Ineffable23 · 12/04/2026 17:27

If you're both content then, as long as you take appropriate precautions if you give your income up, I think it's fine to go ahead. I think you need to think how you'd feel about your kids losing their dad young if you decide to have kids with him. And how you'd manage if he passed away - because realistically you'd be talking about you being on your own for your retirement so if he'll want his first kids to inherit that will have to be carefully planned out as you won't be able to rely on his pension.

Dragonscaledaisy · 12/04/2026 17:27

Personally, I would never marry a man more than a few years older than me. I've always felt that way and I'm still glad my DH and I are very similar in age. You can find a very wealthy man close to your own age, if that's what you want, so don't let that be a factor in your decision making.

Unexpectedlysinglemum · 12/04/2026 17:27

AEIOYOU · 12/04/2026 17:13

I can't get past the fact that the OP tells us she has a card to his bank account and he wants to buy her a flat.

I would be thoroughly ashamed to be in that situation...but maybe that's just meo.

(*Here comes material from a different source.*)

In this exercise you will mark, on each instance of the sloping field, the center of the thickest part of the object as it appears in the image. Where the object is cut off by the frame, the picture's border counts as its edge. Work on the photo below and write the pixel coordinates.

It seems a bit sugar baby sex work set up I wouldn’t be happy if my dad did this! But she wants security before she leaves the job she dislikes and he can afford it so they’re all adults

RedToothBrush · 12/04/2026 17:29

If you are having to ask the question, deep down you know it's a bad idea. Especially as there's the financial element very much in the mix.

You will regret it at some point if this is even in the back of your mind now.

kittensinthekitchen · 12/04/2026 17:29

Unless you're 40 and he's 90 and on his way out... nah.

Dancingsquirrels · 12/04/2026 17:29

I think the age difference would become a huge issue as you both grow older

And he may not want more children

Lifestyle is tempting but I'd be v wary

HoppityBun · 12/04/2026 17:29

It seems that you’re only contemplating marriage because you’re unhappy in your job. Find a job you do enjoy and settle into that before you think about marriage

VickyEadieofThigh · 12/04/2026 17:29

sarahsdilemma · 12/04/2026 16:03

@ValidPistachio
Yes, I am on a good salary for my age. I think “good salary” in London is comfortable, but it’s not the kind of money where you feel financially free or like you can just do what you want without thinking about it.

For example, if I were buying on my own now, it would realistically be something like a modest flat, not a luxurious central London property like the one I live in now, and certainly not without compromises. It’s still very much a case of budgeting, thinking about big expenses, and working hard for everything. The higher earnings are years away, and they come with a lot of pressure and long hours, and maybe barely seeing my kids or having them much later.

Are you living with him already in this luxurious central London flat?

Piknik · 12/04/2026 17:29

You mentioned the credit card in your first post, and love in your fourth or fifth.

I don't think you love him. Sorry but I don't. This would be a key fact to emphasise in the OP as it's so relevant. And even if you do think you love him, I don't think you love him unconditionally. If he lost everything, he'd still be twice your age but poor. I don't believe for a minute that would be attractive to you as a future.

So I think you need to focus on a way to make your career work for you and take it from there.

BruFord · 12/04/2026 17:30

If you want children, you need to discuss this seriously with him, because he's may not be particularly interested in having more children. He absolutely needs to be in agreement with you on this.

You also need to be aware that his children could live with you and be prepared to be a step-parent. This happened to a friend of mine, they had his troubled teenage son living with them full-time while she had a toddler and a baby. She's been a great step-Mum, but it was alot for her to deal with when her SS was coming home drunk and failing at school. With their support, he turned things around, but she did alot of the work tbh (emotional support, etc.)

My gut is telling me that you're burnt out and feeling that this man will be an escape route from your stressful career, but is that a good reason to marry him? Are you deeply in love with him? Successful LTR's need a deep bond between partners and a willingness to work together through the life's inevitable ups and downs.